The real goal is to find a strategy that works well enough, often enough. Dynamic GC gives up perfect collection (aiming to be merely good enough). Rust's data race guarantees prevent safely expressing some subset of correct programs.
Whether deadlock prevention can be done nicely enough for general case usage is an open question.
GC works great in practice, but as you say it isn't provable. Likewise, Rust goes a long way towards preventing deadlocks in practice, but that also isn't provable. All I'm talking about here are guarantees. Rust's type system guarantees that there are no data races; that's firm bedrock that I can rely upon. I can't rely on there being no deadlocks just as I can't rely on a garbage collector actually returning any memory. That doesn't mean these tools aren't useful in practice, only that I have to take their failure modes into consideration if I want to write correct programs.
"Check out our awesome new car! It makes driving 'easy and safe'!"
"Does it prevent crashes?"
"No, that's impossible! But here, look at our onboard computer that prevents many types of driving errors."
I like Rust. I want it to succeed. But I think the rhetoric gets ahead of the language sometimes, and not prioritizing higher level concurrency tools because you have the borrow checker is a mistake.
It's incorrect to say that Rust hasn't prioritized higher-level concurrency tools. Many of the design decisions over the previous years have been made with an eye towards supporting every concurrency paradigm.
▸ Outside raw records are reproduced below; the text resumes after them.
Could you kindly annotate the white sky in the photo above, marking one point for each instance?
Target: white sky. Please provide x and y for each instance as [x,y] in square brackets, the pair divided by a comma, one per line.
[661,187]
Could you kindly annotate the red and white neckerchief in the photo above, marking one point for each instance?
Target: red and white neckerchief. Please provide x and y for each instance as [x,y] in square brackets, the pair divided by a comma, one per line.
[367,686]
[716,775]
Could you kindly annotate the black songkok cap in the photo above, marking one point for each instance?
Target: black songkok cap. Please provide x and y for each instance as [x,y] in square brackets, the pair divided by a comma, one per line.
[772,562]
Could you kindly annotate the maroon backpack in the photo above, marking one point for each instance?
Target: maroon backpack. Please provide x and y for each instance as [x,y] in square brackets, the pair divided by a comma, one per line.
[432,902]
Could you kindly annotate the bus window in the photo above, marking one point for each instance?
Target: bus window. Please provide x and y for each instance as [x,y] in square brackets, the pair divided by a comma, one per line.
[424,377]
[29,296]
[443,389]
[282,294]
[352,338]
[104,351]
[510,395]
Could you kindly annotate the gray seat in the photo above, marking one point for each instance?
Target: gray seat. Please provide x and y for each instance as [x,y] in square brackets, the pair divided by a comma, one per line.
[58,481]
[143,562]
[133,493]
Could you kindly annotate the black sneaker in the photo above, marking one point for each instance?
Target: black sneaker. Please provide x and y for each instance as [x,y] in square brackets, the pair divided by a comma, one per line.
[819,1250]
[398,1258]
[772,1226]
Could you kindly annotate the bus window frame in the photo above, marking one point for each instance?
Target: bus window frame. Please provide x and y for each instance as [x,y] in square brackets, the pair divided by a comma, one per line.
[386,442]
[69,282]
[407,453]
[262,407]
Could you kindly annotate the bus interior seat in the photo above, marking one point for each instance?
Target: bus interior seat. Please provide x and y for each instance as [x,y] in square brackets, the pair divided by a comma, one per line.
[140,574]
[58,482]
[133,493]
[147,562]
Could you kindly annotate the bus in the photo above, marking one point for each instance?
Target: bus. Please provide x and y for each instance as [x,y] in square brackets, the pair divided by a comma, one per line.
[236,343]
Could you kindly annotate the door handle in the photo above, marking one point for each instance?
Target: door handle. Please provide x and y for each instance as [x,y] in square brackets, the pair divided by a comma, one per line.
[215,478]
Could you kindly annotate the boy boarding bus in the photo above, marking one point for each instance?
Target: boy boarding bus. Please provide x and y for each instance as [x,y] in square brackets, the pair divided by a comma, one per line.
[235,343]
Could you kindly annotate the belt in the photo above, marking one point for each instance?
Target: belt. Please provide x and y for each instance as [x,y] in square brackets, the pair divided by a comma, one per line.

I'm also confused about your perception that the rhetoric gets ahead of the language. The type system does indeed make things easier and safer. When people ask what that means, we're eager to elaborate on the precise guarantees that Rust provides. Misleading people as to Rust's capabilities is not on the agenda.
>It's incorrect to say that Rust hasn't prioritized higher-level concurrency tools
I think it's a fair characterization given 1.0 shipped without them, and there doesn't seem to any timeline for standardization (please correct me if I'm wrong).
I don't think I have to tell you that concurrency is one of the most important challenges in modern programming. But all Rust gives you today (and for the foreseeable future) is a pthreads wrapper.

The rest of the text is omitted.